We know that Israel is neither a monstrous perpetrator nor a powerless victim, that Palestinians are not wholly represented either by the vicious terrorists of Hamas nor the innocent civilian victims whose faces crowd the media.
The most difficult moral challenge of this war is the task of trying to hold two or more contradictory perspectives in your head at the same time. Psychologists label it “cognitive dissonance”. It is an essential test of humanity.
On the one hand, Israel’s military campaign to destroy or neuter Hamas is legitimate. Hamas cannot be allowed to remain sufficiently intact to mount another massacre like that of October 7, or to present an ongoing threat to Israel.

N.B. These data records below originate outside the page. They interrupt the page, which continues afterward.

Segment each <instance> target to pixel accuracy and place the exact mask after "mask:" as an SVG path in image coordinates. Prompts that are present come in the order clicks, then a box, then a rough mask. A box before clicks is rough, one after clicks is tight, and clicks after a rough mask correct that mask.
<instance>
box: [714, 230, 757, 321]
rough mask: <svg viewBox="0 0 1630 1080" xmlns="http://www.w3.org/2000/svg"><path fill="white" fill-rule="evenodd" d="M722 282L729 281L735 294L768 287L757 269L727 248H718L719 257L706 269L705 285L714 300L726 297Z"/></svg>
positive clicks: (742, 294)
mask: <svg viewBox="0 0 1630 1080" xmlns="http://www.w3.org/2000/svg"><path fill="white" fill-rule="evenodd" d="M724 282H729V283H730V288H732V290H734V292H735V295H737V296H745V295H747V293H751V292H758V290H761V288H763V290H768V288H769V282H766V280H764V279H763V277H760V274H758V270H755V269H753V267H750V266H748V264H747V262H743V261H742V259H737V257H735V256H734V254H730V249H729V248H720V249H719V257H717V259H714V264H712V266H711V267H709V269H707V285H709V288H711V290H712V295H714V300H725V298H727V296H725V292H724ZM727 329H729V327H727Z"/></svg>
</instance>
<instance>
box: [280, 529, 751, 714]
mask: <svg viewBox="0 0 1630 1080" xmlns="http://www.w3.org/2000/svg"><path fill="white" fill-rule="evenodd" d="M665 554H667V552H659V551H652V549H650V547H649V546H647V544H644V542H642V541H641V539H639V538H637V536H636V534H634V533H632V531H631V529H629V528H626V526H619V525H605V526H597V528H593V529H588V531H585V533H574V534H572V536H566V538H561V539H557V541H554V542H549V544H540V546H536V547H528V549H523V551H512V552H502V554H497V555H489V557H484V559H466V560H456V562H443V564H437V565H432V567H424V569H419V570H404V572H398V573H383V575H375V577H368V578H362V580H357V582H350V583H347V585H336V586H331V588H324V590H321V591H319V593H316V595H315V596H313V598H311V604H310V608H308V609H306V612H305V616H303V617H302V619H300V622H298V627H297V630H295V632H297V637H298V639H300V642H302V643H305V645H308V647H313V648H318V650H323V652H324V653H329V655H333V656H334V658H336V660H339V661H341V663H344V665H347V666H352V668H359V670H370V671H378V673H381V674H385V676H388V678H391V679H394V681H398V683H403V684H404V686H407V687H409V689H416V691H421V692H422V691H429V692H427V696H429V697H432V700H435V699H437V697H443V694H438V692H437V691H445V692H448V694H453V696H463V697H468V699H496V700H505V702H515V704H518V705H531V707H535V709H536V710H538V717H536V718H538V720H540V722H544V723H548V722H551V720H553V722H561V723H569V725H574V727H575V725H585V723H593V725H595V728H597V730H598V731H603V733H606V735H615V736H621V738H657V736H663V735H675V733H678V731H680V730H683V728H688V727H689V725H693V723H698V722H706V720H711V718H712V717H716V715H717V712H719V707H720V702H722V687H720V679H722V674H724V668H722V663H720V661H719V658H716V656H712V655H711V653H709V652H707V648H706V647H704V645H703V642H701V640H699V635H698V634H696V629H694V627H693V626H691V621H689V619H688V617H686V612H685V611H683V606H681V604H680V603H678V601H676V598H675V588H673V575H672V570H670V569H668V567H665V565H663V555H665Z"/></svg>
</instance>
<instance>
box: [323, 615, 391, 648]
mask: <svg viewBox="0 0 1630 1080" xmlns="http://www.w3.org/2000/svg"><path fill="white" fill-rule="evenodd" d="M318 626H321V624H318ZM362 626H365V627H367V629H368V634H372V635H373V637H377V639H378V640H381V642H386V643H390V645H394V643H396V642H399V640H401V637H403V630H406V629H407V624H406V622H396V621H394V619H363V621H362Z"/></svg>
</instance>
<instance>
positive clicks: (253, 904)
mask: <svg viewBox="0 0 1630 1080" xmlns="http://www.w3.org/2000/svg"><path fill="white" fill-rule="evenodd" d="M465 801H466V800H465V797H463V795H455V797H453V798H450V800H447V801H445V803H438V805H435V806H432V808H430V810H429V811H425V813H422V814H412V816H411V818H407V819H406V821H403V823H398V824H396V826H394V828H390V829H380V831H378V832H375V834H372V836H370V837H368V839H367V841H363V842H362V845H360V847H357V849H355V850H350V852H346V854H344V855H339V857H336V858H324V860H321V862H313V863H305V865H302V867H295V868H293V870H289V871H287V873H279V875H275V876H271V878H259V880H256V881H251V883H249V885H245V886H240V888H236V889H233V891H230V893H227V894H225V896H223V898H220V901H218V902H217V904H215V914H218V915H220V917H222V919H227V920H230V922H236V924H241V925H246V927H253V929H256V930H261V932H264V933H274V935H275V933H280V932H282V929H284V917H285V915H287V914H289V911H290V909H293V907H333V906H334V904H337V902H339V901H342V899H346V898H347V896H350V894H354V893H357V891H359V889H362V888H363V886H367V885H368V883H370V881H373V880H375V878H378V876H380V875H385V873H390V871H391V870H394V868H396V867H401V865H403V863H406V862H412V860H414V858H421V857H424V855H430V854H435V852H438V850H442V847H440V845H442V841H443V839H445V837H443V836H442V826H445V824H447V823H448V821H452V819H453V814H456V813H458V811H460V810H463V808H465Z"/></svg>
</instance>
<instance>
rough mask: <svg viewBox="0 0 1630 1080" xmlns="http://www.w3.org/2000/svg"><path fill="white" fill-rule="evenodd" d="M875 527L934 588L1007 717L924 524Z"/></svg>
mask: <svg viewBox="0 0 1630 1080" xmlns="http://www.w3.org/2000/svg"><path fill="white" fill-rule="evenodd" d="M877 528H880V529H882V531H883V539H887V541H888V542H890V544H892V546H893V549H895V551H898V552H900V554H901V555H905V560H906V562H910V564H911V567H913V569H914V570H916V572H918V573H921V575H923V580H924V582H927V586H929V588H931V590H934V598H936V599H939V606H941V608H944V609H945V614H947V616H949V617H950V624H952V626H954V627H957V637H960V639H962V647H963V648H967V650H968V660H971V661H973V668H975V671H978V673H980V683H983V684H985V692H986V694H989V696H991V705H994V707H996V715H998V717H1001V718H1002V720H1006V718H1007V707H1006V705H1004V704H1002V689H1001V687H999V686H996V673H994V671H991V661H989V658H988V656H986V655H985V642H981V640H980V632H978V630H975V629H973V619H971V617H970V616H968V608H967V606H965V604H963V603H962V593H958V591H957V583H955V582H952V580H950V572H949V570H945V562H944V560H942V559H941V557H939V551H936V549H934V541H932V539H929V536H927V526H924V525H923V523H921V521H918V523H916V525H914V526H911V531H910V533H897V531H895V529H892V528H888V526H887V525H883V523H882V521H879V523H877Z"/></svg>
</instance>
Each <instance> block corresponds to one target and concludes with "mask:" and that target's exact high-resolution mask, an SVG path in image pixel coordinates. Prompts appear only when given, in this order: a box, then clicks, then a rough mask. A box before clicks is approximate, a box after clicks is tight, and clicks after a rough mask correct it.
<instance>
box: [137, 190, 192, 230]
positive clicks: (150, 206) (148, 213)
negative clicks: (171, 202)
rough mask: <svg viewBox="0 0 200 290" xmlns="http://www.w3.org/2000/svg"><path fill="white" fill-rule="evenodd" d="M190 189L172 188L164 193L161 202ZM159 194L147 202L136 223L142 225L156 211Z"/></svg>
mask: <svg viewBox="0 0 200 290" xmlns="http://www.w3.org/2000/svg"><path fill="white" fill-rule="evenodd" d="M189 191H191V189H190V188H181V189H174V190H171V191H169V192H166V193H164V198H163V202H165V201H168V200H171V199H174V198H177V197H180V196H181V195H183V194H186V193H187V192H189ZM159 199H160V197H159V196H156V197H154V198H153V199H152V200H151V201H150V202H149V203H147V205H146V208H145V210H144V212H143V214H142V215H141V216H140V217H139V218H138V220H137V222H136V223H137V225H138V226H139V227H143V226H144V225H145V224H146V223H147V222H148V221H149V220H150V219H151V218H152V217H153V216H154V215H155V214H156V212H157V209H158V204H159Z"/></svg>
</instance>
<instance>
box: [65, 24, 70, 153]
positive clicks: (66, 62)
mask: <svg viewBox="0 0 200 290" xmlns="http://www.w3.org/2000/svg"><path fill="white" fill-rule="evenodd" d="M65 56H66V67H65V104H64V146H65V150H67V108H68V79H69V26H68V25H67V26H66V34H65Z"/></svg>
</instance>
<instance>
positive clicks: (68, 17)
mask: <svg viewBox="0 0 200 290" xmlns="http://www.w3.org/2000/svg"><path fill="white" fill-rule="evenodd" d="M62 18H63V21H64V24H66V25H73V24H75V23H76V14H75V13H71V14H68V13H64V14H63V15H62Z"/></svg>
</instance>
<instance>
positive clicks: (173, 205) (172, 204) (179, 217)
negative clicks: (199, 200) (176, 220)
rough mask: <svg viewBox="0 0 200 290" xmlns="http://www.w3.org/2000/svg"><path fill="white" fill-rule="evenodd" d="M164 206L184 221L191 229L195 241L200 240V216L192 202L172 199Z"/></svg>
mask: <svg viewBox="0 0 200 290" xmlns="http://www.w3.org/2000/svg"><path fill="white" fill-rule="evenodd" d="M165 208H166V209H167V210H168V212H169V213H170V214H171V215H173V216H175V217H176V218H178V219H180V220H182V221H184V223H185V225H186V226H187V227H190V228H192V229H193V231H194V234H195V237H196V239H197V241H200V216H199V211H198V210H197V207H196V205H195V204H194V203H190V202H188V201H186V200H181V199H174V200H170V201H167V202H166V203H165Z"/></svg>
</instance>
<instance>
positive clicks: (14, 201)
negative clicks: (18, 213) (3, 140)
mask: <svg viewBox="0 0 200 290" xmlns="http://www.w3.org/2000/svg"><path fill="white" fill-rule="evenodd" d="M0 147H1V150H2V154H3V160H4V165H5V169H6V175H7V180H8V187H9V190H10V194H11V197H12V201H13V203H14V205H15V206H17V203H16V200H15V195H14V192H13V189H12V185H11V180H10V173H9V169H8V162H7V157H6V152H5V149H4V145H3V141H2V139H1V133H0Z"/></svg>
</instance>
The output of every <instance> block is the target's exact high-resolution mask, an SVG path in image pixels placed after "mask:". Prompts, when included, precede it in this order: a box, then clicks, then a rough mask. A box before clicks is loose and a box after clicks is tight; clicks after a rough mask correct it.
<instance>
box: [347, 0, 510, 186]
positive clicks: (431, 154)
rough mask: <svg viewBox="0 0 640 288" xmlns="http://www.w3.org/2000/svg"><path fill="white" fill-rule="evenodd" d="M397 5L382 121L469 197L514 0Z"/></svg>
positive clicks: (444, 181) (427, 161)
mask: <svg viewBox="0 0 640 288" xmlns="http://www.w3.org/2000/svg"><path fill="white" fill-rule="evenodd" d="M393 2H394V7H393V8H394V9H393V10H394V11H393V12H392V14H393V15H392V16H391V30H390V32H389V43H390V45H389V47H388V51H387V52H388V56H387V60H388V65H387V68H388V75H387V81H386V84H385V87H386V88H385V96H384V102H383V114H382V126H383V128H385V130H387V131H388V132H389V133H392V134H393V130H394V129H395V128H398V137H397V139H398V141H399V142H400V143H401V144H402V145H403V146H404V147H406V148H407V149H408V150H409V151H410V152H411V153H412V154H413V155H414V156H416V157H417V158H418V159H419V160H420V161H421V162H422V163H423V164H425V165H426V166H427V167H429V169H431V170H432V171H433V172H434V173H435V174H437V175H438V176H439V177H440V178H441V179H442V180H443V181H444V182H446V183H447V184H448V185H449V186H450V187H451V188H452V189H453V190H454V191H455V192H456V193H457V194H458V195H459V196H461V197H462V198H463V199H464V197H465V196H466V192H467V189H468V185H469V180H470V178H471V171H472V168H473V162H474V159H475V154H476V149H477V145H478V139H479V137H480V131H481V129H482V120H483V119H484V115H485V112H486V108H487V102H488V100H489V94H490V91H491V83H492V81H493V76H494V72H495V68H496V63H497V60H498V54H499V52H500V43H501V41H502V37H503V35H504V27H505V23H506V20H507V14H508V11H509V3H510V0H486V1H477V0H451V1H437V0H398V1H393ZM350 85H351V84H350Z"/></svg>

On the other hand, many of us feel sick about the massive loss of Palestinian life in Gaza that has resulted from Israel’s offensive. Part of that is the result of Hamas’s disregard for the lives of Palestinians by embedding itself within civilian infrastructure. But whether the fault lies with Palestinian leadership or Israeli military action, we wish it were otherwise and hope that future casualties can be drastically minimised.
On the other hand (yes, a third hand – there are more than two sides to this debate), those of us who support the creation of a Palestinian state as part of a comprehensive peace agreement between Israel the Palestinians and other relevant parties feel deep disappointment at events which have put back the cause of peace, probably by a generation.
We must recognise both that Hamas’ attack was unprovoked and unjustifiable and that the Palestinian people have a genuine grievance.
These three narratives cannot be reconciled into one coherent perspective. Indeed the reductionist demand that we approach this complex conflict from a single viewpoint is part of the problem.
As Jews, we need to refuse to think about this conflict in black and white. We must insist on the grey zone. We must recognise both that the Hamas attack of October 7 was unprovoked and unjustifiable, and that the Palestinian people have a genuine grievance that will not be resolved until there is a Palestinian state.
Similarly, we must acknowledge that Israel has a right and a responsibility to defend its citizens against murder and kidnapping that necessitates military action in Gaza, and that Israel must do everything it can to avoid civilian casualties and support the creation of a viable life for Palestinians in Gaza.
We also have a right to expect an acknowledgement of these tensions and layered truths by advocates for Palestinians. They should share our conflicted sympathies over Israel’s suffering and that of Gazans. Such an acknowledgement, at least, would be the beginning of common ground.
Just as we, as Zionists and supporters of Israel’s right to exist, also acknowledge the rights of Palestinians and the need for an end to occupation, we need to hear from Palestinians who care about both the rights of Israelis and the rights of Palestinians. The almost complete absence of grappling with Hamas by the pro-Palestinian camp – on the street, on the campuses and in the media –is a failure that must be addressed.
Let us hear from Palestinians about the cognitive dissonance they feel and know that they are able to feel grief for an Israeli child who has seen her parents murdered just as we grieve for Gazan children.
Advancing conflicting perspectives, the great American poet, Walt Whitman, wrote, “Do I contradict myself? Very well then, I contradict myself, I am large, I contain multitudes.”
The challenges of the Israel-Palestine conflict are huge. We need to become larger in order to contain the multiple truths and create more honest and civilised public debate.